Saturday, April 11, 2015.
Information security is important because it helps prevent unauthorized access or use and affects all organizations, including those affected by medium-sized enterprises. Information systems could not be underestimated and should therefore be protected at all times in order to preserve their resilience and credibility, regardless of the problems they faced
The electronic document protection system should be used in conjunction with new technologies to ensure that important information about the customer is not leaked from the business information systems. As a guide, we need to create open channels to inform and strengthen management support systems that can improve the overall security of our medium-sized business. The creation of communication tools can help reduce fraud and abuse of computer infrastructure, which will increase the return on business investment (Wright, Freedman & Liu, 2008, p. 3). With the help of electronic document protection, we will be able to control the confidentiality of information sent to customers or third parties (Smallwood, 2012, p. 10).

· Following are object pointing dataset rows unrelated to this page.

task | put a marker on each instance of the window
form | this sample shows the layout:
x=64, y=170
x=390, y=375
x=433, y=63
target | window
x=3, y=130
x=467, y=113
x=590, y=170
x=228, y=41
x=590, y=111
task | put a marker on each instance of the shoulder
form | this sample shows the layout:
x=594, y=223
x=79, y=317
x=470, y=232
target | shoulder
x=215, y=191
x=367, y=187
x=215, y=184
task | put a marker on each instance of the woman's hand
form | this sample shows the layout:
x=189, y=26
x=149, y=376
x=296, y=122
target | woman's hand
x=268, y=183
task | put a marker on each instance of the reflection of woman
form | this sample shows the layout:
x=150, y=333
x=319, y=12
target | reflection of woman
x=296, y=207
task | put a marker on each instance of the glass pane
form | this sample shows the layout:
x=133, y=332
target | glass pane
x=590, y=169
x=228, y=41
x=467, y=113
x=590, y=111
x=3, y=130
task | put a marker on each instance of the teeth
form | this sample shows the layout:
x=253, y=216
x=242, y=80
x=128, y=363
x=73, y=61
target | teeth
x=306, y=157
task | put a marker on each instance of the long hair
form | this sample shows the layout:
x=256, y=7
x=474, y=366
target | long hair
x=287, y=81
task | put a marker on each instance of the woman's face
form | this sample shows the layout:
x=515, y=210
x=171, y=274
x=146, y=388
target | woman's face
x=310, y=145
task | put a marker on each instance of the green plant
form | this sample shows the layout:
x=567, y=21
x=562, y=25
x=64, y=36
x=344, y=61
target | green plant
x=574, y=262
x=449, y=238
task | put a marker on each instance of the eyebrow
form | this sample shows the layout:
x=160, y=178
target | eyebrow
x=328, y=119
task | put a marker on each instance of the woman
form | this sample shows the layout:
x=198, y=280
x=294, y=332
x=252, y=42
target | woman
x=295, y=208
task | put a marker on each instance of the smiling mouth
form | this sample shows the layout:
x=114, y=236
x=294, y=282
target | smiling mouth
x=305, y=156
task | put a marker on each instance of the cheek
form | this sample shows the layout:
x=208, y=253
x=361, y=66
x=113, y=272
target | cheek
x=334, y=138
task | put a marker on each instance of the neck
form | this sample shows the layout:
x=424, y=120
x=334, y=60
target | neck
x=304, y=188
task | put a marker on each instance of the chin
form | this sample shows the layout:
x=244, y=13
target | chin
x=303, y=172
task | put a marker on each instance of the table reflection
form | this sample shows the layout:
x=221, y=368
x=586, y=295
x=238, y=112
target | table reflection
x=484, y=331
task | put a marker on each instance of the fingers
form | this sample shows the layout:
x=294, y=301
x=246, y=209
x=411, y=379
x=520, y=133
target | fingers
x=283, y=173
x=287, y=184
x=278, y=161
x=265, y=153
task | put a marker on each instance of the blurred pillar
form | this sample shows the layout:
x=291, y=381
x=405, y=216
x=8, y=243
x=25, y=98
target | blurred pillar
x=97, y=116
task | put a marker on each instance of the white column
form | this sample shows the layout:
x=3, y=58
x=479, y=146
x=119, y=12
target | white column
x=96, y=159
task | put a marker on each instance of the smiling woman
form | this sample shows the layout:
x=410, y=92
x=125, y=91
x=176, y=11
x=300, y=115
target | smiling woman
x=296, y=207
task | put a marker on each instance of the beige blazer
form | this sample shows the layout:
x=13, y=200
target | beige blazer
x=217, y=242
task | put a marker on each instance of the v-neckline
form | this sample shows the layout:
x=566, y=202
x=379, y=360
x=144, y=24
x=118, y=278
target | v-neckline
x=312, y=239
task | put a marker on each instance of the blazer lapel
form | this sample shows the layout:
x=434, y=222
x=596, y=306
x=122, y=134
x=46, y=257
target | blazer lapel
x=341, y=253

The absence of such technologies will cost our enterprise through various illegal means, as well as the loss of potential and ready investors. Like the management of our middle business in the middle business, we need to introduce mechanisms and document protection systems to prevent data loss and leakage of confidential information for our competitors. At the same time, we will not only protect our company against the dangers and high potential costs of cyber crimes, but also increase our credibility with our clients and partners
Examples of malware may include malicious spam, scanners, worms, and backsloping. Scanners are malicious online activities that come from a single source and usually target the same port on different computers or even at different ports on one computer on the network. They generate overflows of Internet packages and can also be differentiated by checking the size of a package on the Internet to show whether or not the package is rejected. In addition, the scanners can also be distinguished by observing the sources and recipients of the packages. While ordinary Internet operations have different source and destination addresses, malicious and suspicious activity on the Internet can share the addresses of sources and destinations
The signature-based approach is also used to differentiate these actions by comparing the threat signatures to observable events, and this helps to identify specific differences. The malware of the network can be clearly identified because it typically occurs from the web site servers when trying to get out of the network through the installed firewalls. These network activities have been infiltrated through a firewall and placed on the servers of the website, and can leave the web site servers in the nature or in the form of malicious acts. Compared to normal activities, malicious or suspicious flows of operations are significantly lower
Traynor, McDaniel and La Porte identified two new Denial of Service (DoS) threats in cell service for data. They use procedures to install and destroy the communication channel in the various networks that implement the Common Radio Communications Service (GPRS), using an average low traffic volume. The first loophole is an attack of logical channels, not an unstructured theoretical bandwidth, which leads to a decrease in the volume of traffic required for denial of service (Trayor, McDaniel, & La Porta, (n.d), p. 311). Thus, attack types deplead resources and prevent access to the service temporarily and can be achieved by sending multiple text messages to a specific network sector to ensure that the timers (TBF) are out of date, which will result in a network failure from the consolidation of its logical resources
The second loophole or vulnerability arises from the inefficiency of access to the protocols on cellular data networks and the Internet. A Denial of Service (DoS) vulnerability arises because of similarities in the network processing flow, where uniform treatment of all flows regardless of size or duration indicates the lack of flexibility of the cellular network. Any minor changes in the conditions of the system can make it vulnerable to such attacks and because of its hard design, subsystems implement assumptions that correspond to one subset of traffic js on each other traffic. For example, an attack might occur if such assumptions cause the system to automatically enhance one incoming packet to a number of expensive latency operations. Similarly, changes to the system conditions might cause commands to fail on the system. This ultimately makes the system susceptible to attacks and breakdowns
By sharing information between foreign and home base stations, you can authenticate or verify information about any additional features that have been allocated, such as special data services (King, 1995, p. 109). Base or corruption stations simulate legitimate base stations to confuse subscribers who attempt to access services (Burmester, 2006, p. 83). Surfing involves receiving large documents from computer programmers without permission from the author, and usually happens when one of them uses such illegal means as hacking to access information from other programmers
It is, however, considered legitimate if it is used for the general good of the public. An example of this is the interception of communications from terrorist groups that plan to attack innocent people or even assist in tracing stolen goods. In general, GSM security objectives are to improve privacy and anonymity on the radio. It is also aimed at preventing fraud by establishing reliable identification codes, and its ultimate goal is to prevent the threat of security among competitors with bad intentions. SMS is a platform on which users can exchange encrypted and digitally signed messages. In this case, public key cryptography is typically used to provide communications between private parties
Burmeter, M., Yasinac, A., & International Workshop on Secure Mobile Ad-hoc Networks and Sensors, MADES 2005. (2006).
King, G.A. (1995).
Smallwood, R. F. (2012).
Tryor, P., McDaniel, P., & La Porta, T. (n.d) In the attack on a cellular network connected to the Internet.
Wright, C., Freedman, B., & Liu, D. (2008).